During the First World War he served as a major in the Royal Army Medical Corps, commanding the medical unit of the University of Edinburgh Officers' Training Corps.

As Police Surgeon he was able to enlarge the Forensic Medicine Museum which his father had started.  In 1925 he was able to publish Forensic Medicine. Illustrated by Photographs and descriptive Cases. Many of the photographs were taken from the collection he had established in the museum.  As Advisor to the Crown in criminal cases, he was frequently involved as an expert witness appearing as a witness for the Crown in some of the most important Scottish murder trials of that time.
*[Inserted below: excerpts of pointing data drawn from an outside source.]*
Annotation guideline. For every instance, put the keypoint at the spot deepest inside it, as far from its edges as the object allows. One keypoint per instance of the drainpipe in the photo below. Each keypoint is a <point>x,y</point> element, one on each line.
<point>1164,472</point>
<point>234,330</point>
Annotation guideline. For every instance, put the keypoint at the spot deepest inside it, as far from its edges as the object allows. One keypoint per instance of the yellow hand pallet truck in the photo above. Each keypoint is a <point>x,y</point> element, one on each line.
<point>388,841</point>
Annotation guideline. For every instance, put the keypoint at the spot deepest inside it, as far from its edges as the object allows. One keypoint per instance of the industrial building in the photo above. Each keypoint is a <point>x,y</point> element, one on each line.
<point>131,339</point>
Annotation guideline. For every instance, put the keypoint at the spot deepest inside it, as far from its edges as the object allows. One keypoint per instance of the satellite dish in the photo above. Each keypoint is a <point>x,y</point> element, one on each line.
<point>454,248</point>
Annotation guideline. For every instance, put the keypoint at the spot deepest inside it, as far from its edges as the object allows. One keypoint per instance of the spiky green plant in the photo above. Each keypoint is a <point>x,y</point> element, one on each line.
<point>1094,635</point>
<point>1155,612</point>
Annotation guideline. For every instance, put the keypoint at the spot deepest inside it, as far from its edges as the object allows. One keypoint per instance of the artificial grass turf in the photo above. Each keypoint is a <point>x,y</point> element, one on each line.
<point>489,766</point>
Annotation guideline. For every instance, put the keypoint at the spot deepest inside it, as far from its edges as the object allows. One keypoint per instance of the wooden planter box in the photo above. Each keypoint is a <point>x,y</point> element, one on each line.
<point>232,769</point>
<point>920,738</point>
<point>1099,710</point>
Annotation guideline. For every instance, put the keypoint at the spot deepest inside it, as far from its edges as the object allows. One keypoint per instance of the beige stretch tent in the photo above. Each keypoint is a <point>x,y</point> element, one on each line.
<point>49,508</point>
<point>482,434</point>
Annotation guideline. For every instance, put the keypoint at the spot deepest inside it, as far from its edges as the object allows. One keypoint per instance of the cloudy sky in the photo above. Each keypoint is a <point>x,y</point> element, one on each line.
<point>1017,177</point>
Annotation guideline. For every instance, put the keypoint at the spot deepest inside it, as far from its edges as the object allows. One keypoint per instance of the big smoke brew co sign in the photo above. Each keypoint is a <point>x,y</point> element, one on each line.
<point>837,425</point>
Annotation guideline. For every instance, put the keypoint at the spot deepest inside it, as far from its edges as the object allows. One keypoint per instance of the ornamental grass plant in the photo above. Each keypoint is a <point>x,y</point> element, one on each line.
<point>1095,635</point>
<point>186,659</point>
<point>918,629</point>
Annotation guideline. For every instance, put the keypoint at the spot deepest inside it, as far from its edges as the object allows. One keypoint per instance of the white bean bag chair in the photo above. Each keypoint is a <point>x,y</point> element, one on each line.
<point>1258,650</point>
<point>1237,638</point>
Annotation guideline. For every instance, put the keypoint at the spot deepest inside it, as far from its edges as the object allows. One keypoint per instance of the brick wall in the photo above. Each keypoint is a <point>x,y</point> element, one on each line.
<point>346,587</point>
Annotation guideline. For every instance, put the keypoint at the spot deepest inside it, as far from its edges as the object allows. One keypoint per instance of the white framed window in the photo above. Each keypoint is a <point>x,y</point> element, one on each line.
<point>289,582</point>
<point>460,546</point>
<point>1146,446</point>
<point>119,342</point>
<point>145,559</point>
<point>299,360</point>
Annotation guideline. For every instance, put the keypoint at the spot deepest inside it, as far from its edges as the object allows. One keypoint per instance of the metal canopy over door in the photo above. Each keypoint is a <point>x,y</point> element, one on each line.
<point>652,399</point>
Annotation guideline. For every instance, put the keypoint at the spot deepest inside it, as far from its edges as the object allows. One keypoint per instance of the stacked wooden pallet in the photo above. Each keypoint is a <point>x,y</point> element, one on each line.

Littlejohn adopted innovate methods to study public health. To track down the source of an outbreak of typhoid across Edinburgh in 1891 he created a detailed map showing the location of each case in conjunction with the noted Edinburgh map-maker, J. G. Bartholomew. The results, published in the Edinburgh Medical Journal in March 1891, showed several clusters of the infection. From the cluster in the Marchmont area, Littlejohn tracked the original source to a batch of milk from one individual farm, and had all milk destroyed, compensating the shop-owners. This technique is now common practice in public health.

In 1891 he was elected a member of the Harveian Society of Edinburgh. In 1902 he was elected a Fellow of the Royal Society of Edinburgh. His proposers were Sir William Turner, Alexander Crum Brown, and Sir Thomas Richard Fraser. In 1920 he was elected a member of the Aesculapian Club.

He was appointed Dean of the Medical Faculty, in which capacity he served on the University Court and on the General Medical Council.

== Later life and death ==
In later life Harvey Littlejohn lived at 1 Atholl Crescent in the west end of Edinburgh .

He died at a nursing home in Edinburgh on 15 August 1927. and is buried in his father's plot at Dean Cemetery.

== Selected publications ==
Text-Book of Forensic Medicine and Toxicology. Edinburgh : E. & S. Livingstone, 1915. (with Buchanan, Robert James McLean, Henry Aubrey Husband,)

Forensic Medicine. Illustrated by Photographs and descriptive Cases London: Churchill, 1925.